Plane was too low, too slow to reach airport: Hudson crash pilot

By DPA, Gaea News Network
Saturday, January 17, 2009

NEW YORK - In his first statement on the Airbus crash landing on the Hudson River, captain Chesley Sullenberger told investigators the plane was ‘too low, too slow’ to reach the next airport after its engines were hit by birds.

The machine had also been too close to ‘too many buildings, too populated an area’, said the former US Air force pilot, who said he wanted to avoid a catastrophe last Thursday. He steered the Airbus 320 plane operated by US Airways to land in the river without breaking up, saving the lives of all 155 passengers and crew.

The pilot was being questioned by the US National Transportation and Safety Board (NTSB). NTSB spokeswoman Kathryn Higgins told journalists at a press conference late Saturday efforts to salvage the plane, now filled by water, would continue Sunday.

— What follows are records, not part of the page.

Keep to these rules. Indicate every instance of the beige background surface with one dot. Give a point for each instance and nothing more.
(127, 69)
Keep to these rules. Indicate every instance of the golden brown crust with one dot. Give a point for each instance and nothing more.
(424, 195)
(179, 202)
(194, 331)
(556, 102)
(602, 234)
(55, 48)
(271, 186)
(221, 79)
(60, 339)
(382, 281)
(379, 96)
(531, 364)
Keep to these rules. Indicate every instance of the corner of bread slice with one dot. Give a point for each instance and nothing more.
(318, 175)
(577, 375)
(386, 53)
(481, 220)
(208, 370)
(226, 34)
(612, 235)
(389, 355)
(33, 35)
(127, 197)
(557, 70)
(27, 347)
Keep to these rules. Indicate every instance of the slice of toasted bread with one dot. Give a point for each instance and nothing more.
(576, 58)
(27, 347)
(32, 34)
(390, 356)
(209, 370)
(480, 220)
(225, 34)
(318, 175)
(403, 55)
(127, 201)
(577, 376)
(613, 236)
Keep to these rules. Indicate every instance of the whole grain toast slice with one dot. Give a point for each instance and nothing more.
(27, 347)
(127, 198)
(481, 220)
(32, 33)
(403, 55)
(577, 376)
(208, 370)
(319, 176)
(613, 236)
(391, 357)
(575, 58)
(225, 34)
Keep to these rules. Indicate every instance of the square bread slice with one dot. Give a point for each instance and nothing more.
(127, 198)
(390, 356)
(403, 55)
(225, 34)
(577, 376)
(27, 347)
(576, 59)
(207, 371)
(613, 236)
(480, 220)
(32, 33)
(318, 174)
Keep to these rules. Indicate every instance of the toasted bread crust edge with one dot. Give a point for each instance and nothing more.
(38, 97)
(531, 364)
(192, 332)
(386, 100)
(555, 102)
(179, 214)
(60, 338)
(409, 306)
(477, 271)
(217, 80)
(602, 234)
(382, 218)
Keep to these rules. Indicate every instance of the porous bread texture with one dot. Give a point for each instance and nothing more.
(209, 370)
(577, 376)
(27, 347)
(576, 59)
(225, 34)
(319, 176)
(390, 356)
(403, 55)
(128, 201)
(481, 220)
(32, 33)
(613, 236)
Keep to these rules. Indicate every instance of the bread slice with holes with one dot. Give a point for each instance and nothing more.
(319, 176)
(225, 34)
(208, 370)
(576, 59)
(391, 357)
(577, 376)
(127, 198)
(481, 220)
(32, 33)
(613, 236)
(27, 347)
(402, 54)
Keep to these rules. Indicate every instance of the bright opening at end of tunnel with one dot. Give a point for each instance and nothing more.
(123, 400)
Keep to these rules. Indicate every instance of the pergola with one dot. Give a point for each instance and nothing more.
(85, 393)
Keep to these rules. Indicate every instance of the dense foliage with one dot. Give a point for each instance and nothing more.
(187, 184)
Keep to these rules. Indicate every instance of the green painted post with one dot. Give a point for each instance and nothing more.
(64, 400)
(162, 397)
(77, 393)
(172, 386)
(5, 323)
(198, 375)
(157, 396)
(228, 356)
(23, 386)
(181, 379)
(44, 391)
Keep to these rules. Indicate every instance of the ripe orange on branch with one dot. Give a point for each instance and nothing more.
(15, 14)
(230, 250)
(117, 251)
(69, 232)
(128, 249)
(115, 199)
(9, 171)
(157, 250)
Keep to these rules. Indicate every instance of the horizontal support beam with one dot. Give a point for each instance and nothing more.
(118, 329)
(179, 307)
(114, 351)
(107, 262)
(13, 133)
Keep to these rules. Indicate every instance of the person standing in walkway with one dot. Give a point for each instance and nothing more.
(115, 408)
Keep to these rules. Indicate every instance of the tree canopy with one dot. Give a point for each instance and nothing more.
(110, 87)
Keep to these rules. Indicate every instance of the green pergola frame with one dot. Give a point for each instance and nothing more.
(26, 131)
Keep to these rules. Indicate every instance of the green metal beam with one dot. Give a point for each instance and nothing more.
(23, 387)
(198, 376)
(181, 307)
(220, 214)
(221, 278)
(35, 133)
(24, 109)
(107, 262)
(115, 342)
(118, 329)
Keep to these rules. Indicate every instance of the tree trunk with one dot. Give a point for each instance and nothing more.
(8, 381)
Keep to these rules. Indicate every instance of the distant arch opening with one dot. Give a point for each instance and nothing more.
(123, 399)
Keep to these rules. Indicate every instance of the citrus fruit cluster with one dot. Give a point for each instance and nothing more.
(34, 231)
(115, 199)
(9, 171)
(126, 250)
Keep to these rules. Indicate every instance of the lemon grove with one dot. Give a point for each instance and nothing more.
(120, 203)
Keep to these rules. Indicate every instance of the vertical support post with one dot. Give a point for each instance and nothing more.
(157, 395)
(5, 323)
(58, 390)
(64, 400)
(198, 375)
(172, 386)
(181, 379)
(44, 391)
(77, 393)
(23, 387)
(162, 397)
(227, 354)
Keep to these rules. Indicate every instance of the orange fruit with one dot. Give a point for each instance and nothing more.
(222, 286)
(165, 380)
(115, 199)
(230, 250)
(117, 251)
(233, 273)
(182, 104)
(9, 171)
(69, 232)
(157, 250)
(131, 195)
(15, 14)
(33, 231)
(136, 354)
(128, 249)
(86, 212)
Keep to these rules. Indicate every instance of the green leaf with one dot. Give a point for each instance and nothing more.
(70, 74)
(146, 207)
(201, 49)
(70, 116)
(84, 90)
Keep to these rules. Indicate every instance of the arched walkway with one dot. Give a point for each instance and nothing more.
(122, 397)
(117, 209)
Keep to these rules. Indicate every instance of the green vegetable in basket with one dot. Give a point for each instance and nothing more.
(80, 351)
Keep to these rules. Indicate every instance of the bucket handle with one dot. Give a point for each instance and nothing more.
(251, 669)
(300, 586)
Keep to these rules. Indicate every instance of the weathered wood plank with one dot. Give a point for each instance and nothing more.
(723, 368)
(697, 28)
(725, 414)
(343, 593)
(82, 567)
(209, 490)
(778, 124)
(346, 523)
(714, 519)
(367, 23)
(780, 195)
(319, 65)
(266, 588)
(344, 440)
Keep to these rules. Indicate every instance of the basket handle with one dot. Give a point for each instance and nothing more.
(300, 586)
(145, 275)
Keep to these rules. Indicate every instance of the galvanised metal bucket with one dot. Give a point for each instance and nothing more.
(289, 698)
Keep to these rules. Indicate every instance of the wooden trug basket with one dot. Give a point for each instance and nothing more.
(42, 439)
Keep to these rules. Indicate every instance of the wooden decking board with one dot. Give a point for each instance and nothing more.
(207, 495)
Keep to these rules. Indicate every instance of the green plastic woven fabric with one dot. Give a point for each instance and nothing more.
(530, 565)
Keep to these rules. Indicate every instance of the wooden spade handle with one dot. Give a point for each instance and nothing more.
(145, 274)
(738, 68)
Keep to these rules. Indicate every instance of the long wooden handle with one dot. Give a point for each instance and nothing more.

Experts had hoisted the machine from the river in order to rescue its blackbox. Divers were also trying to retrieve one of the two engines from the icy waters of the river.

The second engine was still attached to the machine, Higgins said, correcting earlier contrary reports.

Crew members had earlier told the investigators that both of the plane’s engines had failed after the plane had reached a level of 900 metres shortly after taking off.

Two flight attendants said they first heard a hard thump during the plane’s climb and then the engines went quiet, Higgins said.

There had been complete silence in the plane’s cabin, she said: ‘It was like being in a library.’

The pilot had reported a double impact of birds, she said. The investigation of the engines was to show whether one or several birds had hit and blocked the turbines.

After the crash landing, the plane that had been headed to Charlotte from La Guardia Airport was reached within minutes by several US Coast Guard vessels, ferry boats and water taxis that ply the Hudson River. They surrounded the crippled plane to rescue the passengers.